Pulling down Washington Avenue in downtown Lansing, horns honking, traffic hurtling and jerking everywhere—the state’s worst drivers, hands down—Grady Service was still steaming from last night’s phone message from DNR law chief, Lorne O’Driscoll. No reasons, no hints; just be at HQ by 1000 hours.

It was ten till, and Service found the chief in uniform, sitting on a stone bench in the lobby of the Mason Building.
Weird,
he thought.

The chief stood and extended his hand. “Grady.”

“Chief, what’s going on?”

Longtime chief O’Driscoll chuckled softly. “No foreplay for you. Right to the heart of things. I’m retiring, Grady. Effective midnight tonight. The new chief wants to see you.”

What? There had been no more rumors than usual. Nothing. Milo Miars had said nothing last Friday. Not even hinted at it. What the hell is going on? This is too sudden.
“You’re okay, right?”

“My health’s fine. But it’s time for others to fight the battles and wars.”

They took the elevator to the fifth floor. Several other passengers warmly greeted both men.

An older woman with close-cropped silver hair was seated behind the desk formerly occupied by O’Driscoll’s administrative assistant.

“Meet Luna Pinchot,” the chief said.

The woman reached up to him with her hand and nodded. She had a firm grip. “Detective,” was all she said. No smile, no emotion, just one word spoken in a neutral voice.

O’Driscoll pushed him toward the door.

“You coming with me?” Service asked.

“You’re on your own, Grady, just the way you like it. Try not to nuke him on your first meeting,” O’Driscoll said with a raised eyebrow.

For one of the few times in his life, Grady Service began to feel dread. He had no idea what was happening, a rare and unusual circumstance.
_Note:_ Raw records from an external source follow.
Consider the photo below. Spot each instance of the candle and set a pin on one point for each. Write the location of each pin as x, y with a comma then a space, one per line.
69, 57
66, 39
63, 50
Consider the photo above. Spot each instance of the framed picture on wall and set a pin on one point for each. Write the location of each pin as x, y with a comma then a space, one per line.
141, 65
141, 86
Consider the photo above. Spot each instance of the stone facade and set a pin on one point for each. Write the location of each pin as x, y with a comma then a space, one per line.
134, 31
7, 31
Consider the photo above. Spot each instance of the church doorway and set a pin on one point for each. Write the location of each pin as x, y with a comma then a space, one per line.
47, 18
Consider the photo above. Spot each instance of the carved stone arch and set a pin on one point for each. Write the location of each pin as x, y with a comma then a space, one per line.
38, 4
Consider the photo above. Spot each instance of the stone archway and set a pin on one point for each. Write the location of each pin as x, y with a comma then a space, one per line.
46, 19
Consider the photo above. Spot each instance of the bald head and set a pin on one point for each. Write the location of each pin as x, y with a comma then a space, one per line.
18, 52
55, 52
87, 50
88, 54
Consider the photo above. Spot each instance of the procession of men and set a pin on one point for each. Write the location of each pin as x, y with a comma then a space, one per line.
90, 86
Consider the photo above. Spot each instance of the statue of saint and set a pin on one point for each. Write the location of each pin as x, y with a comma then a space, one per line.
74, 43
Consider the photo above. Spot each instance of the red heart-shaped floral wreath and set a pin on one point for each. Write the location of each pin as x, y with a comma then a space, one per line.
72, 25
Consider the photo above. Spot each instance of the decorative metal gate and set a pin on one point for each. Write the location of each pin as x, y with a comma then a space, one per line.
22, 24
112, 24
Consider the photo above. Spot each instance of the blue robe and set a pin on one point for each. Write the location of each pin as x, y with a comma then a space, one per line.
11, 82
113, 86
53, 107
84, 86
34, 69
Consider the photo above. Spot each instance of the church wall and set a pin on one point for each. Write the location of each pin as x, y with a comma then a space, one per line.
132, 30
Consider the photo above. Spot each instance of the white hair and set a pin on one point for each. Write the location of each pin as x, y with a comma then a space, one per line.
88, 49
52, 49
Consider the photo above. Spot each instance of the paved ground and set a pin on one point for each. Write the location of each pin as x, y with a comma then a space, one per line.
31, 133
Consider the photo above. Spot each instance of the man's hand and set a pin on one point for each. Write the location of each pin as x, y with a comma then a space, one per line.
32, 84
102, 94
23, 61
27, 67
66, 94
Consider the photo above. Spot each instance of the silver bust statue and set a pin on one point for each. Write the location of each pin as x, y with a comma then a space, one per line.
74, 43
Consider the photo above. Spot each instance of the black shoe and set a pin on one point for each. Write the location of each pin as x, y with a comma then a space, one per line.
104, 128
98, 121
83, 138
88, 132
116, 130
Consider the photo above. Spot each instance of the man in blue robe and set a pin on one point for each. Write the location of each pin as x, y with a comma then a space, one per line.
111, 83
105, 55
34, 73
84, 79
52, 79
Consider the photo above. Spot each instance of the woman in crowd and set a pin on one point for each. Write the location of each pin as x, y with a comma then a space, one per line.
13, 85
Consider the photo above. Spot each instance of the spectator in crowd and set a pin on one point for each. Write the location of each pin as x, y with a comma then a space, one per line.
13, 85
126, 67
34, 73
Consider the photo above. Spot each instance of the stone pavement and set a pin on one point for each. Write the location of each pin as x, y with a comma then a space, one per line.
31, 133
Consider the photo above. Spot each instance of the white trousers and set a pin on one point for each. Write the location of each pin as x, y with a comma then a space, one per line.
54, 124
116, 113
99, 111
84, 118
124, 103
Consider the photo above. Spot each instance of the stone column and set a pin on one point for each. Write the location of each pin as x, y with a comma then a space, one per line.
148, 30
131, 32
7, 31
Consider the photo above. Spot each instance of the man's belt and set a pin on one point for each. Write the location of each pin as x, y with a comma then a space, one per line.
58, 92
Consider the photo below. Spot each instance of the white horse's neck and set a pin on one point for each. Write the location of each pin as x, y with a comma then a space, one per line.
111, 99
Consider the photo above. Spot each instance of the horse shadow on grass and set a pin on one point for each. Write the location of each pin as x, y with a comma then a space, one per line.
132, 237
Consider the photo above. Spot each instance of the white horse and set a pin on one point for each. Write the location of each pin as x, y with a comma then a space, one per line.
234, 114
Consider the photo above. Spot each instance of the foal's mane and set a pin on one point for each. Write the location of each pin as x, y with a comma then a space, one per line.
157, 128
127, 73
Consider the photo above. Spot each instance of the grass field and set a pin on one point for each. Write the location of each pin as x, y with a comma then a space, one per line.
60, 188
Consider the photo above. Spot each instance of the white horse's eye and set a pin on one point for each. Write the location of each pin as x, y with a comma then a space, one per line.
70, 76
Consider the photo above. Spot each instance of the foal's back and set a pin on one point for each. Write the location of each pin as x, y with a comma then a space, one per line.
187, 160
He inhaled deeply, exhaled slowly, knocked once, and went through the door.

“Michigan Man,” the unshaven man with pale gray eyes said from behind O’Driscoll’s desk. “Yew done yew any dandy floods lately?”

“Eddie Waco?”

“Some dogs cain’t ’splain how they get from there to here.”


You’re
the new chief?”

“Vex you some, does hit?” Waco asked, smirking.

“Not sure,” Service said. He had worked with the Missouri conservation agent in the wake of the murders of his girlfriend Maridly Nantz and son Walter.

“How’s Cake?”

Cake Culkin was Waco’s shadow agent, his ersatz partner, the unofficial Missouri version of Michigan’s now-defunct Volunteer Conservation Officers, a program missed by just about every uniformed officer.

“Jes’ fine las’ time I seen ’im. You wonderin’ why I’m sittin’ here, do ya?”

“My head’s not clear enough yet to question anything,” Service said.

“Ain’t gonna blow smoke up your backside, Grady. I didn’t come lookin’ for this job. Hit come lookin’ for me, and I said yes, on the condition I call all the law shots—and I do mean
all
.”


Who
came after you?”

“Natural Resources Commission.”

This was the body of political appointees who directed conservation policy in Michigan. “Not their call,” Service said.

“They’re about to name a new director.”

“Eino Teeny’s leaving?”

“Already done cleared out his kit, I hear.”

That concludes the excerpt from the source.